Actual vs Predicted

What Actual vs Predicted Analysis Shows

Actual vs Predicted analysis evaluates how well your model fits the data by comparing the observed values of your KPI with the values predicted by the model. This provides a comprehensive view of model performance and prediction accuracy.

Purpose: Evaluates overall model fit and prediction accuracy by comparing actual KPI values with model predictions.

Why Model Fit Matters

Good model fit indicates:

Reliable Predictions: The model accurately captures the relationship between marketing and outcomes

Complete Specification: Important drivers have been included

Correct Functional Form: Relationships are properly modeled (linear, saturation, adstock)

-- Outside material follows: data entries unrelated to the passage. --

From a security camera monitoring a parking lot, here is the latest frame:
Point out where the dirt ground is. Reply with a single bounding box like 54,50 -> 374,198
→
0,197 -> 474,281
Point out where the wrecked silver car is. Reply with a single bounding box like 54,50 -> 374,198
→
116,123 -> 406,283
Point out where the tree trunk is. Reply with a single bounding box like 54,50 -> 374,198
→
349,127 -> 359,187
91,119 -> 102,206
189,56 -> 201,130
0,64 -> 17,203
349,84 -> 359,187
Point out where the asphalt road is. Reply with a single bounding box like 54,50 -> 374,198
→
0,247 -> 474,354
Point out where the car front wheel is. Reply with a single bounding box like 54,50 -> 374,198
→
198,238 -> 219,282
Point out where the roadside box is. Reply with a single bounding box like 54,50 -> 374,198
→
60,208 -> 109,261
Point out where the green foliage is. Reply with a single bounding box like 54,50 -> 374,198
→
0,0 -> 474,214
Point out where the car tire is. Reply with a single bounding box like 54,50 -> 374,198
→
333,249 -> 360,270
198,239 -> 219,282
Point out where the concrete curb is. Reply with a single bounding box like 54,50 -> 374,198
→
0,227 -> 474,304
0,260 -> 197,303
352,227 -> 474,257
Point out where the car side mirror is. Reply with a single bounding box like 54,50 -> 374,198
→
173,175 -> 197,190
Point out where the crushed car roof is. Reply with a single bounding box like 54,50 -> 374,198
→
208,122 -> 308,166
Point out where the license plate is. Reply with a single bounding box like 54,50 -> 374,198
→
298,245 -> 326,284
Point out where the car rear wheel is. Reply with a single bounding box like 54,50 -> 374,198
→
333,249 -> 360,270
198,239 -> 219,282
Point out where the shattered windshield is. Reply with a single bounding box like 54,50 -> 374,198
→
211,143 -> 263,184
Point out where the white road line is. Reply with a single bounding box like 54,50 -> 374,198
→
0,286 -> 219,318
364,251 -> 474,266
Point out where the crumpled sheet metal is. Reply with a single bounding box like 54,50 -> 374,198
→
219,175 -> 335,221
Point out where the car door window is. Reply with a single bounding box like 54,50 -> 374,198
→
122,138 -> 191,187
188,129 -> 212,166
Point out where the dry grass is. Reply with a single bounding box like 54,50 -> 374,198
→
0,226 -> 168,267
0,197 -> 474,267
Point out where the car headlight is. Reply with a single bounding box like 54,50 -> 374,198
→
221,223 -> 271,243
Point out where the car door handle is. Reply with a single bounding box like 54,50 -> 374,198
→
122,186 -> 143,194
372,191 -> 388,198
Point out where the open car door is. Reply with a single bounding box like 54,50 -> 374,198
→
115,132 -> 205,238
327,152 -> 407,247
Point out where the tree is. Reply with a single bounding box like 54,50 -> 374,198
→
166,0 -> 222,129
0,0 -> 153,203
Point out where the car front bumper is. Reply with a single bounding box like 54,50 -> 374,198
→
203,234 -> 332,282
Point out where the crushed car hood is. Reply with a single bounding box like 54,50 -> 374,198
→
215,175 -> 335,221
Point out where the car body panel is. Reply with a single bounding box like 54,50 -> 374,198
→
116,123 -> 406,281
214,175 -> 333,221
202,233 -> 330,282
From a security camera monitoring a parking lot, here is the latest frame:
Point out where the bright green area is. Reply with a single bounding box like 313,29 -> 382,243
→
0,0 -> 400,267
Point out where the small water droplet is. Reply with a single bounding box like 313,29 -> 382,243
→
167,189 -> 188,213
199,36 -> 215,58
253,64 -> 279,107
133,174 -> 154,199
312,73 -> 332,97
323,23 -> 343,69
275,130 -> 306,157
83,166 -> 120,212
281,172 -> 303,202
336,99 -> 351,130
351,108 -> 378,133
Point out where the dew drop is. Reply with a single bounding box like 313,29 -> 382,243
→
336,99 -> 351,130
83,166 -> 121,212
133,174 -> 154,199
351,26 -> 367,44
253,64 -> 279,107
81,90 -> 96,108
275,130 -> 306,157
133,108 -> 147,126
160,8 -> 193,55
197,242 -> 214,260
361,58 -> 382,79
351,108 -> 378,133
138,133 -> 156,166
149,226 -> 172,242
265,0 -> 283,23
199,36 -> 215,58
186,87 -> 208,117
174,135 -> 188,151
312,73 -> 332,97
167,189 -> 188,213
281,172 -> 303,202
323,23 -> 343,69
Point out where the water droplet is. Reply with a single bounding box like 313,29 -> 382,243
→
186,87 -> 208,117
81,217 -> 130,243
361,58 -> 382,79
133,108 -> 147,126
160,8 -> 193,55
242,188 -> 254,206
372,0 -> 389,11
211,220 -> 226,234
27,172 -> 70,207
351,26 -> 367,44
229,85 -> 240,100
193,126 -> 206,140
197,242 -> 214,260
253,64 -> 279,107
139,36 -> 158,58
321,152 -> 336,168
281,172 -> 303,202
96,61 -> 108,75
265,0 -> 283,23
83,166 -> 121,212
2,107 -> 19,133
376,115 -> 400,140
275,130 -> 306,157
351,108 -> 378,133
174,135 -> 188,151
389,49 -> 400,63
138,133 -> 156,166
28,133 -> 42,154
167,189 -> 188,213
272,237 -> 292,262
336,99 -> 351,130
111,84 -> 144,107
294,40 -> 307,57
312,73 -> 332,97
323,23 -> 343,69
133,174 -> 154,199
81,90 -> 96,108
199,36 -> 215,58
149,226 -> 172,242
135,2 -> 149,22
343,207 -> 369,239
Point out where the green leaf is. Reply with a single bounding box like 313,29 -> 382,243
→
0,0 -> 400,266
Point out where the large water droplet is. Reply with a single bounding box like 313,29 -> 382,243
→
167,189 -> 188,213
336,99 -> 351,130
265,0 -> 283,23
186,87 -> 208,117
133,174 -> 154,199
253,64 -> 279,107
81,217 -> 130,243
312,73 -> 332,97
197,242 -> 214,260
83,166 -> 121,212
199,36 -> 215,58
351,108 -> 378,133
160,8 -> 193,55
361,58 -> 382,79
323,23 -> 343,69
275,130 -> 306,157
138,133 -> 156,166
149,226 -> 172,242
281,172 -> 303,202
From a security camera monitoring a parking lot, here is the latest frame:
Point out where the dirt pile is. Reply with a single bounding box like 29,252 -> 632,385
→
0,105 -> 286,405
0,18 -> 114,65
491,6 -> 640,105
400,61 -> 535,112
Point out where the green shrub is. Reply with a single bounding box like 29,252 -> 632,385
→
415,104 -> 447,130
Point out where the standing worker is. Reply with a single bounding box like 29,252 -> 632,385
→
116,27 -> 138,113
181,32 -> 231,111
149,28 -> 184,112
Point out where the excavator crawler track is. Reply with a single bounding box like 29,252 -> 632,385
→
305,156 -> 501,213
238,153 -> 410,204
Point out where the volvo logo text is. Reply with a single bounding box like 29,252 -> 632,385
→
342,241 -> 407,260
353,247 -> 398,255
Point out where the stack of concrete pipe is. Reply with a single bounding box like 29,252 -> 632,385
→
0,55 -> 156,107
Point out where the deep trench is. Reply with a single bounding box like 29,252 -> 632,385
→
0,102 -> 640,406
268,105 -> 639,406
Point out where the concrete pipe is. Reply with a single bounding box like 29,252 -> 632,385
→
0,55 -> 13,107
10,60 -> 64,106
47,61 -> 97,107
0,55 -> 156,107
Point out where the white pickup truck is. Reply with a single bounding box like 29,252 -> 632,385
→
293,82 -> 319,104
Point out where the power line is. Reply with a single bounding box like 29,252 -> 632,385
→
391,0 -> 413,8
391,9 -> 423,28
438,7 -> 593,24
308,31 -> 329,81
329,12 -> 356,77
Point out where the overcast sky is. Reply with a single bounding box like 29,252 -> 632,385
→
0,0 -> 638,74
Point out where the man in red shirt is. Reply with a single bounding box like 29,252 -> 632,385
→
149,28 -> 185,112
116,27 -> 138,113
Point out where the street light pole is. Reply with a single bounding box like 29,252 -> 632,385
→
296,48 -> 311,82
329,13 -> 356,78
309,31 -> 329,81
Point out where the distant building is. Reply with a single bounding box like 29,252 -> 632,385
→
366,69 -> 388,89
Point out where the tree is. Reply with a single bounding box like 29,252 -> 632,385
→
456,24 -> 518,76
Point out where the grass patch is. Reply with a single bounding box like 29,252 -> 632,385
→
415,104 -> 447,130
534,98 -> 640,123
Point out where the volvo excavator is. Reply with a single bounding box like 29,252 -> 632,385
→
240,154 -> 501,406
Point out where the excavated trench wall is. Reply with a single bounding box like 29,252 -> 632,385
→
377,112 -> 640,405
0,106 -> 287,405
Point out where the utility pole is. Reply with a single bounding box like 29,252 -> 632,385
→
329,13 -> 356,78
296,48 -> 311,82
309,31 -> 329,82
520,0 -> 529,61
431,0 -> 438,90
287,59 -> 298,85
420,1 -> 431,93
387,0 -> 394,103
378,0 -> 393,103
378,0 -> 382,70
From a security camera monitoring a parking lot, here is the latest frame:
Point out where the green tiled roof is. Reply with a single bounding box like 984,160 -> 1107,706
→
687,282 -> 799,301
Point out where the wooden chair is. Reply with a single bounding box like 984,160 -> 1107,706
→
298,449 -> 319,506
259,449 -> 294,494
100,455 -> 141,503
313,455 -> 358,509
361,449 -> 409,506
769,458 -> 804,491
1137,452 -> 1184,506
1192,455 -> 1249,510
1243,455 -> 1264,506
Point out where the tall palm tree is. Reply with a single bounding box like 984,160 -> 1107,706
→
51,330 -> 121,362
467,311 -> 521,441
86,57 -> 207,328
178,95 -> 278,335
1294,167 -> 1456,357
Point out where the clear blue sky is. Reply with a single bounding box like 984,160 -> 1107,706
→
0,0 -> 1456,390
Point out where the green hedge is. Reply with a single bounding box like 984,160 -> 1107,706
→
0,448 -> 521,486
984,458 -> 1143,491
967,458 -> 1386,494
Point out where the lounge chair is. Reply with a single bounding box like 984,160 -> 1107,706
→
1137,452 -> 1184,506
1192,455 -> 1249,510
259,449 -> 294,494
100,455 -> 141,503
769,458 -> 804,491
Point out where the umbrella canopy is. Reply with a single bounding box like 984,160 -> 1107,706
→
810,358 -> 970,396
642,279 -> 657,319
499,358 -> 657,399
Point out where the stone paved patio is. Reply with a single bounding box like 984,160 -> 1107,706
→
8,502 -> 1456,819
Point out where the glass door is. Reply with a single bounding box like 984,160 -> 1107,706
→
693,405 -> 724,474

Trustworthy Attribution: Decomposition results will be credible

Poor fit suggests missing variables, wrong transformations, or fundamental model misspecification.

Key Performance Metrics

MixModeler calculates three primary metrics to assess fit:

R-Squared (R²)

Definition: Proportion of variance in the KPI explained by the model

Range: 0 to 1 (or 0% to 100%)

Interpretation:

R² Range

Model Quality

Interpretation

> 0.80

Excellent

Model explains >80% of variation

0.70 - 0.80

Good

Acceptable for most business applications

0.50 - 0.70

Moderate

Room for improvement, use with caution

< 0.50

Poor

Significant work needed

Formula: R² = 1 - (SS_residual / SS_total)

Note: Higher R² is better, but very high R² (>0.95) may indicate overfitting

Adjusted R-Squared

Definition: R² adjusted for the number of predictors in the model

Purpose: Penalizes models for including unnecessary variables

Advantage: Better for comparing models with different numbers of variables

Relationship: Always ≤ R², with larger gap when many weak predictors included

Use: Prefer adjusted R² when comparing alternative model specifications

Root Mean Squared Error (RMSE)

Definition: Square root of the average squared prediction error

Formula: RMSE = √(Σ(actual - predicted)² / n)

Units: Same units as your KPI (e.g., dollars, units sold)

Interpretation:

Lower values indicate better fit
Measures typical prediction error
Compare across models (lower is better)
Context-dependent (RMSE of 1000 is good if KPI averages 100,000)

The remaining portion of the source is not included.